Sabah Sabet avec agences, Mardi, 06 décembre 2016

Après 22 ans de pouvoir sans partage, le président de la Gambie, Yahya Jammeh, a reconnu sa défaite à la présidentielle.

Une fois n’est pas coutume en Afrique, et à la surprise générale, le président de la Gambie, Yahya Jammeh, a reconnu, samedi dernier, sa défaite face à son rival, l’homme d’affaires Adama Barrow. Selon les résultats du scrutin publiés vendredi, Jammeh s’est classé deuxième avec 36,6 % des voix derrière Adama Barrow, crédité de 45,5 % des suf­frages. Mama Kandeh a eu 17,8 % des voix. La participation avoisinait les 65 %. « Vous, Gambiens, avez décidé que je devais être en retraite » à l’issue de la présidentielle de jeudi, « vous avez parlé sans ambiguïté », a affirmé le militaire retraité dans une déclaration télévi­sée vendredi soir, avant de féliciter Barrow pour sa victoire. « Je vous souhaite bonne chance, le pays sera entre vos mains en janvier et vous pouvez compter sur mon aide durant votre transition », s’est-il adressé à Barrow. Cette élection a été saluée tant en Gambie qu’à l’étranger. Depuis vendredi, plusieurs pays, ONG et institutions ont rendu hommage au peuple gambien, à Barrow, pour sa victoire, et à Jammeh pour sa décision.

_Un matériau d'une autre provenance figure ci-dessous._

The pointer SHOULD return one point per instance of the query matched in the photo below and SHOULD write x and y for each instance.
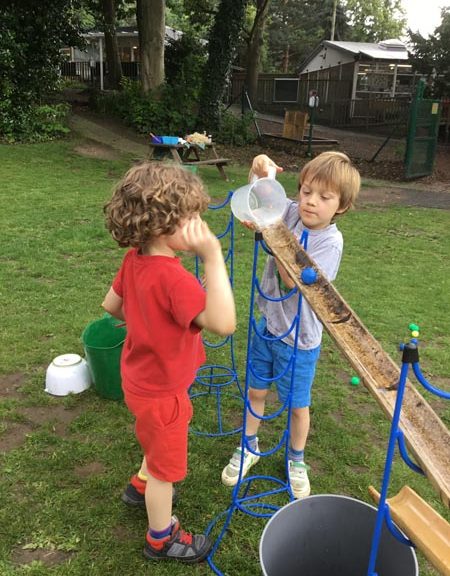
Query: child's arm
(287, 280)
(261, 166)
(113, 304)
(219, 315)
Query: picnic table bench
(194, 155)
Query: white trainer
(230, 473)
(298, 479)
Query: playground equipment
(422, 524)
(426, 436)
(213, 384)
(259, 504)
(424, 432)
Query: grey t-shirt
(325, 248)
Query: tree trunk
(223, 39)
(286, 60)
(255, 44)
(150, 16)
(111, 46)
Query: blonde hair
(151, 200)
(335, 170)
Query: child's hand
(262, 165)
(249, 224)
(199, 238)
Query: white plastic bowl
(262, 202)
(68, 373)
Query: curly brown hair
(151, 200)
(334, 169)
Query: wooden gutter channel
(426, 435)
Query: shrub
(236, 130)
(32, 122)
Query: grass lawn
(65, 461)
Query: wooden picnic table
(193, 155)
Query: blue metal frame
(241, 501)
(410, 357)
(215, 380)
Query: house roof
(329, 53)
(385, 50)
(127, 31)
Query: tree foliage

La Gambie a ainsi entamé une nouvelle page de son histoire après 22 ans de pouvoir aux mains de Jammeh. Ce dernier est arrivé au pouvoir par un coup d’Etat en 1994, il avait été élu une première fois en 1996 pour cinq ans, puis réélu trois fois. Il s’était déclaré sûr d’obtenir un cinquième mandat jeudi der­nier, et ses détracteurs lui prêtaient l’intention de n’accepter aucune autre issue, d’autant que Jammeh a gouverné sans partage tout au long de ces 22 ans.

Barrow, qui prendra ses fonctions en jan­vier, est le troisième président de l’histoire de la Gambie en 51 ans d’indépendance de cette ex-colonie britannique, après Dawda Jawara (1965-1994) et Yahya Jammeh (1994-2016). Barrow, 51 ans, était inconnu sur la scène politique 6 mois auparavant dans son pays de 2 millions d’habitants, enclavé dans le terri­toire sénégalais hormis sa façade atlantique. Par ailleurs, et pour ne pas perdre le temps, le président élu s’est mis au travail en menant des consultations avec des acteurs politiques et diplomates samedi. Il a rencontré, samedi, des responsables de sa coalition, et le repré­sentant spécial du secrétaire général de l’Onu en Afrique de l’Ouest et au Sahel, Mohamed Ibn Chambas, selon son entourage et l’Onu. Les discussions « se sont très bien passées, nous réfléchissons sur la voie à suivre », a déclaré à l’AFP Mme Isatou Touray, militante des droits des femmes, qui a retiré sa candi­dature en faveur de celle de Barrow. Selon elle, le problème « le plus urgent » évoqué a été celui des prisonniers politiques, dont l’op­position, des ONG et l’Onu réclament la libération. Parmi ces détenus figure le chef du principal parti d’opposition, Ousainou Darboe, incarcéré depuis avril pour avoir manifesté contre la mort d’un opposant arrê­té, Solo Sandeng. D’après Mme Touray, ils pourraient être relâchés bientôt.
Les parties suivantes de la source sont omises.